Smokers are less likely than non-smokers to seek help for a lung cancer 'alarm' symptom
Friedemann Smith C., Whitaker KL., Winstanley K., Wardle J.
Background The majority (>85%) of lung cancer cases are linked with smoking, and prognosis is poor because it is often diagnosed at a late stage. One contributor to late-stage diagnosis could be patient delay in help-seeking. We investigated the help-seeking behaviour of smokers and non-smokers for a recent lung cancer alarm symptom.

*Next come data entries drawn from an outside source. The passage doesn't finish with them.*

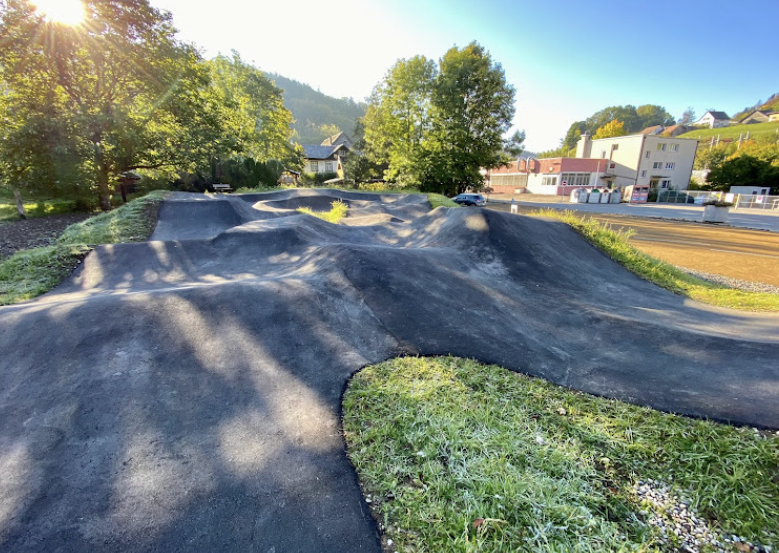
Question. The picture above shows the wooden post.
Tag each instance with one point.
(19, 203)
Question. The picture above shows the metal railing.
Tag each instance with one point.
(699, 197)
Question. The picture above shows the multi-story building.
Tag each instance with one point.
(638, 159)
(657, 161)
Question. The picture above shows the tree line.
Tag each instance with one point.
(84, 105)
(435, 125)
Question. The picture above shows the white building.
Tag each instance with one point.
(714, 119)
(639, 159)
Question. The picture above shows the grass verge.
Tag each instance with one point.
(30, 273)
(36, 208)
(337, 212)
(458, 456)
(615, 244)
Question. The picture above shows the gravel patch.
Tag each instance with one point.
(746, 285)
(679, 525)
(33, 233)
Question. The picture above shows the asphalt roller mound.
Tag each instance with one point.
(183, 393)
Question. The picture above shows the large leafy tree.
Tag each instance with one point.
(129, 93)
(259, 121)
(398, 119)
(745, 170)
(472, 109)
(610, 130)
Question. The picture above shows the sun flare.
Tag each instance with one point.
(67, 12)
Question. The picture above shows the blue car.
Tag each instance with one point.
(470, 199)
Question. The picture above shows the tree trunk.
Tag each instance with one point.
(103, 191)
(103, 184)
(19, 203)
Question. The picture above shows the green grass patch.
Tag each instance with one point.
(30, 273)
(337, 212)
(132, 222)
(755, 130)
(37, 208)
(458, 456)
(615, 244)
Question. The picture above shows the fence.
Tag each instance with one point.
(698, 197)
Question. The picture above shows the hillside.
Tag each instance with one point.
(733, 132)
(317, 115)
(772, 104)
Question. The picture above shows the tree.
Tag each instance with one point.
(398, 119)
(651, 115)
(472, 108)
(261, 123)
(573, 135)
(130, 94)
(688, 117)
(744, 170)
(611, 129)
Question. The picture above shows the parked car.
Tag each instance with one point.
(470, 199)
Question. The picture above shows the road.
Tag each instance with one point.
(745, 254)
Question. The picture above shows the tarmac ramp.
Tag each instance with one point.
(184, 393)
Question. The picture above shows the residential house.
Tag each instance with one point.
(657, 129)
(676, 130)
(329, 156)
(714, 119)
(642, 159)
(756, 116)
(658, 161)
(551, 176)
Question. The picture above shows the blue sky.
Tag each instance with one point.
(566, 58)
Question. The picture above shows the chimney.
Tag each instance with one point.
(584, 147)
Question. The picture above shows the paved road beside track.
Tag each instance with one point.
(744, 254)
(742, 218)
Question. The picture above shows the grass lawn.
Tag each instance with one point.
(453, 455)
(30, 273)
(615, 244)
(754, 130)
(33, 208)
(337, 212)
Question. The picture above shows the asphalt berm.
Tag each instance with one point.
(183, 393)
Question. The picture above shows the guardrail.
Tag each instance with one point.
(699, 197)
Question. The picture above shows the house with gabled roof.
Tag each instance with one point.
(757, 116)
(327, 157)
(714, 119)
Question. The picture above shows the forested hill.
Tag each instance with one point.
(317, 115)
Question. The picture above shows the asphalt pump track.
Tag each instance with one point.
(184, 393)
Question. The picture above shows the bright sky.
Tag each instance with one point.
(566, 58)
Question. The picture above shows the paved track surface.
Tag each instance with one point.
(744, 254)
(184, 394)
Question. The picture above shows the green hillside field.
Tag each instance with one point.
(754, 130)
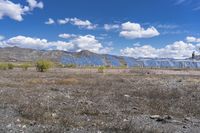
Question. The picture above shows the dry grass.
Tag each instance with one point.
(98, 101)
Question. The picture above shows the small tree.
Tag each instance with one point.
(43, 65)
(193, 55)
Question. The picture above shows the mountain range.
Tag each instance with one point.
(87, 58)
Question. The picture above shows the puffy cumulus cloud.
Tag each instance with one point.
(134, 30)
(78, 22)
(1, 37)
(167, 26)
(34, 4)
(192, 39)
(83, 23)
(16, 11)
(177, 50)
(66, 36)
(63, 21)
(37, 43)
(50, 21)
(87, 42)
(108, 27)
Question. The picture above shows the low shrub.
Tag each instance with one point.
(70, 66)
(25, 66)
(3, 66)
(10, 66)
(101, 69)
(43, 65)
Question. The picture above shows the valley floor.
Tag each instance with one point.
(83, 100)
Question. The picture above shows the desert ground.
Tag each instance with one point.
(83, 100)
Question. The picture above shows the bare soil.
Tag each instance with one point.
(83, 100)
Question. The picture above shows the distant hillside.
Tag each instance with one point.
(87, 58)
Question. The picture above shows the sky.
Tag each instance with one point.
(135, 28)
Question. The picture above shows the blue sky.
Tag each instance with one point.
(137, 28)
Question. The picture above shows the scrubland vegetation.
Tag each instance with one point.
(68, 99)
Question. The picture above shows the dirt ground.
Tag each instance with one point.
(83, 100)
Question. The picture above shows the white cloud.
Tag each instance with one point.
(37, 43)
(78, 22)
(167, 26)
(1, 37)
(108, 27)
(192, 39)
(87, 42)
(66, 36)
(16, 11)
(63, 21)
(177, 50)
(179, 2)
(83, 23)
(34, 4)
(134, 30)
(50, 21)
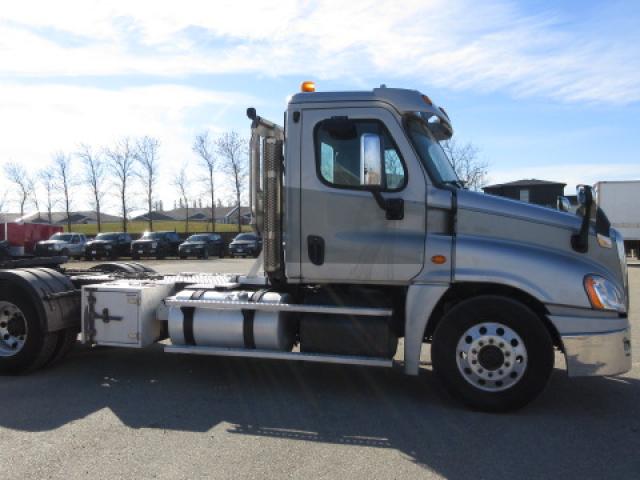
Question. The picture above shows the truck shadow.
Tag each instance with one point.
(579, 427)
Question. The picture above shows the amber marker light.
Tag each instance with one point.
(308, 86)
(589, 286)
(439, 259)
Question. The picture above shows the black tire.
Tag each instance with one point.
(518, 318)
(39, 346)
(66, 340)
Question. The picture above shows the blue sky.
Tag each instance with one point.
(545, 89)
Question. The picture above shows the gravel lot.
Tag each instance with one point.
(109, 413)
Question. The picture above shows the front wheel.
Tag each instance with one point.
(492, 353)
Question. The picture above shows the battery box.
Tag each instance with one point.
(123, 313)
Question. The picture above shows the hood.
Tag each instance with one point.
(193, 244)
(52, 242)
(489, 219)
(495, 205)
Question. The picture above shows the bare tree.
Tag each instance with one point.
(121, 164)
(47, 179)
(203, 146)
(17, 175)
(93, 177)
(146, 154)
(181, 182)
(233, 150)
(64, 181)
(473, 171)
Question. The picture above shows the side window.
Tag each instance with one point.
(358, 153)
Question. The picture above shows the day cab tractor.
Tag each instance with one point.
(369, 238)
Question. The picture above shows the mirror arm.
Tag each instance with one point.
(379, 198)
(580, 240)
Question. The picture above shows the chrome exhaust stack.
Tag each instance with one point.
(266, 171)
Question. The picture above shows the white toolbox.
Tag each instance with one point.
(123, 314)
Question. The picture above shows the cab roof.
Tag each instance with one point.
(403, 100)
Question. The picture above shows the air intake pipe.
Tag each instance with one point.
(266, 171)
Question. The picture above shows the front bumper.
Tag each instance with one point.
(598, 354)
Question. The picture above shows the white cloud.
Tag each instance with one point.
(458, 43)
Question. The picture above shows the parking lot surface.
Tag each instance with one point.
(111, 413)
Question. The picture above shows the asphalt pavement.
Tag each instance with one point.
(115, 413)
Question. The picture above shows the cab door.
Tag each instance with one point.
(360, 223)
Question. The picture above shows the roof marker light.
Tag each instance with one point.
(308, 86)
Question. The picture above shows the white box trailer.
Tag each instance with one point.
(619, 200)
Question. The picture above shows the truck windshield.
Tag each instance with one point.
(431, 153)
(62, 237)
(151, 235)
(107, 236)
(198, 238)
(245, 236)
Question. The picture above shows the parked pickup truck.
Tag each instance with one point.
(155, 244)
(202, 245)
(63, 244)
(108, 245)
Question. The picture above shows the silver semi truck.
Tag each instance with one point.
(373, 252)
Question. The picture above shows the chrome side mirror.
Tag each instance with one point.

Methods A health survey was sent to 4913 men and women aged >50 years through through General Practice. It included questions on symptoms experienced in the past 3 months (from a checklist), help-seeking (Yes/ No) for each symptom and demographic characteristics including smoking status. Univariable and multivariable binary logistic regression analyses were used to assess the association between smoking status and helpseeking for a cough or hoarseness. Results Among 2042 participants (42% response rate), 280 (14%) reported 'cough or hoarseness' in the past 3 months; of whom 22% were current smokers. Being a smoker was associated with reduced likelihood of help-seeking (OR 0.44; 95% CI 0.23 to 0.83), even after adjusting for demographic factors (OR 0.46; 95% CI 0.21 to 1.00). Conclusions Delay in help-seeking in smokers for a symptom that is potentially indicative of lung cancer is a cause for concern. Future research could usefully address the psychological mechanisms through which help-seeking in smokers is hindered.